Kino immer anders


Für die, die sich die letzten Jahre in einem Kloster versteckt und das Jahrhundertphänomen Fifty Shades of Grey verpasst haben, das Wichtigste in Kürze: Die schöne und schüchterne Studentin Anastasia Steele (Dakota Johnson) interviewt für ihre Studentenzeitung den schönen und selbstbewussten Milliardär Christian Grey (Jamie Dornan), der in ihr sofort die perfekte Kandidatin für seine ausgefeilten Fesselspielchen im Schlafzimmer sieht. Einen Helikopterflug, einen geschenkten Neuwagen und viele neue Abendkleider später hat Mr. Grey Anastasia emotional genug weichgeklopft, dass sie sich nun von ihrem Beau auch handfester weichklopfen lassen will. Es beginnt eine Lack-und-Leder-Beziehung, in der Anastasia an ihre physischen und psychischen Grenzen stösst.

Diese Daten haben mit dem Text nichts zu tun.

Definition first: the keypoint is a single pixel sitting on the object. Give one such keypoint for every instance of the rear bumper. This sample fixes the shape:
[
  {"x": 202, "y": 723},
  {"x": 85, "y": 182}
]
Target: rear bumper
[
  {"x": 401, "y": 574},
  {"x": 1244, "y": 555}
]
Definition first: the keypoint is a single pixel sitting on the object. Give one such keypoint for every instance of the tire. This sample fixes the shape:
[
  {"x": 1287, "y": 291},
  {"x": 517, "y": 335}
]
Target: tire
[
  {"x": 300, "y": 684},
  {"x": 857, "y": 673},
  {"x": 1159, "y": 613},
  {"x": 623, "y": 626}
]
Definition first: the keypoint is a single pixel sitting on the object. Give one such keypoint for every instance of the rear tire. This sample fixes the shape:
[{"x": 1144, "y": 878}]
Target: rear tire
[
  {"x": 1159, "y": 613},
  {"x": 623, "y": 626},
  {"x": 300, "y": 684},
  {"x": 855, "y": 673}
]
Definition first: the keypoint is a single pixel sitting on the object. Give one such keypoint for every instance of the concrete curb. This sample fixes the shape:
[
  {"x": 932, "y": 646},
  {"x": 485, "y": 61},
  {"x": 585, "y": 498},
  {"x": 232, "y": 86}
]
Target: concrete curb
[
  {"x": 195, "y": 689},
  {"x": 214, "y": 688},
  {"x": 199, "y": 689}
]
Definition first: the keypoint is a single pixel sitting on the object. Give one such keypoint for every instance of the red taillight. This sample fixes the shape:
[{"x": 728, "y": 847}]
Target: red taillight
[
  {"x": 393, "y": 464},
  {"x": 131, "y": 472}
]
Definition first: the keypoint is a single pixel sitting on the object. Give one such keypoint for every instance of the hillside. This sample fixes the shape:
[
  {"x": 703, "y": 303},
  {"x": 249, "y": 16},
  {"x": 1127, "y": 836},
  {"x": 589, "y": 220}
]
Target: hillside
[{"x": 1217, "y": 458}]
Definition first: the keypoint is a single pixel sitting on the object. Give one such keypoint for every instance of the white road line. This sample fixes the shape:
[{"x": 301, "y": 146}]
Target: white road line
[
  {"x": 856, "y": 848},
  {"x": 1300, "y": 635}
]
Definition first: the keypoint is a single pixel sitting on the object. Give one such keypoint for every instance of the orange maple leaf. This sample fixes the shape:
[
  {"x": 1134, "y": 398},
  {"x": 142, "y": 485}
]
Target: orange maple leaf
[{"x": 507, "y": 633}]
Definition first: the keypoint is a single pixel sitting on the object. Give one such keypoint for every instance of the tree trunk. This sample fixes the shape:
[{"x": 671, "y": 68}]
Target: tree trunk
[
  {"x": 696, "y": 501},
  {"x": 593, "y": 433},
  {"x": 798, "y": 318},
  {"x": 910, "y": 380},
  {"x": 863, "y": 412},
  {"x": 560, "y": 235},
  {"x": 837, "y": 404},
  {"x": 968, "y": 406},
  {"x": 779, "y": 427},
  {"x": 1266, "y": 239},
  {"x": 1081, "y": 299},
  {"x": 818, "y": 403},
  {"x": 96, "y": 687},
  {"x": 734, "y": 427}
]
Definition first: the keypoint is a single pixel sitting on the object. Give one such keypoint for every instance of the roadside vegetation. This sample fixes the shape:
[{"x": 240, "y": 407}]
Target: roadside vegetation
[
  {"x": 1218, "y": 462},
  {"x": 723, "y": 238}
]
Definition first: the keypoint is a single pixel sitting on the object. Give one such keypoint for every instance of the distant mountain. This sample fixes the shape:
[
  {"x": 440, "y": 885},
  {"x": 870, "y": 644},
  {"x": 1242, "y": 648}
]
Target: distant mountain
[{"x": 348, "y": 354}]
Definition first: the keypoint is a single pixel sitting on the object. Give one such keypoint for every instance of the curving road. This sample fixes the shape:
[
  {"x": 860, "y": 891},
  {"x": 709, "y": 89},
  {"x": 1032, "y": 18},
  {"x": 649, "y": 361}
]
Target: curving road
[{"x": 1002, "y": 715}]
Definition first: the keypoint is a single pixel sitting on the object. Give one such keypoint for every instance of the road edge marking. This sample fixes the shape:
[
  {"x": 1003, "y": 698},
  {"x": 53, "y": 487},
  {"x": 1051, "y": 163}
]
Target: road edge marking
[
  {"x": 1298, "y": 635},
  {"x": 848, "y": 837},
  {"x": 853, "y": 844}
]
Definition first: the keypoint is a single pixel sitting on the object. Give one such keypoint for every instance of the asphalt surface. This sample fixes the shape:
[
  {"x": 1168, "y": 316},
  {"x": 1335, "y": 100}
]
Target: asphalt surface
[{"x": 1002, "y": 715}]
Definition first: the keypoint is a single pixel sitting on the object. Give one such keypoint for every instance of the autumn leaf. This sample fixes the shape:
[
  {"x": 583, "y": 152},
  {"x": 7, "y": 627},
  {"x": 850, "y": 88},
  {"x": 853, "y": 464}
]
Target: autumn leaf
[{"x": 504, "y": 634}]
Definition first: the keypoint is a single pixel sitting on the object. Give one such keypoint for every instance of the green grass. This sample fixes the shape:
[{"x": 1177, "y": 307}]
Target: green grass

Wie gross wäre das Potential gewesen, die frivole Peitschen-Saga in eine kultige trashig-selbstironische Groteske, in ein schmuddeliges Guilty-Pleasure-Filmchen umzusetzen. Stattdessen liefert Fifty Shades of Grey Hochglanzbilder von hübsch anzuschauenden Menschen, die zu Klängen von Beyoncé kopulieren. Besonders wenn dabei auch noch Handschellen und Lederriemen involviert sind und einem die zahlreichen unbeholfenen Sexszenen als verrucht und wild verkauft werden, regen sich einem mehr die Lachmuskeln als etwas anderes. Das Drehbuch von Kelly Marcel liefert zu Beginn wenigstens noch einige witzige Dialoge zwischen den beiden Hauptfiguren. Spätestens aber als die Schlagabtausche nicht mehr verbaler Natur sind und auch noch eine tragische Hintergrundstory für Greys aussergewöhnliche Vorlieben aus der Mottenkiste ausgegraben wird, kapituliert das Skript vor dem Fehlen jeglicher stringenter Handlung der Buchvorlage. Und da es natürlich auch die anderen zwei Bücher der Trilogie auf die Leinwand schaffen sollen, wird auf einen dritten Akt grad ganz verzichtet und das Publikum wird stattdessen mit einem Cliffhanger entlassen, der auch keine Lust auf mehr Geschichten aus dem Sado-Zimmer macht. Dann doch lieber guter Blümchensex.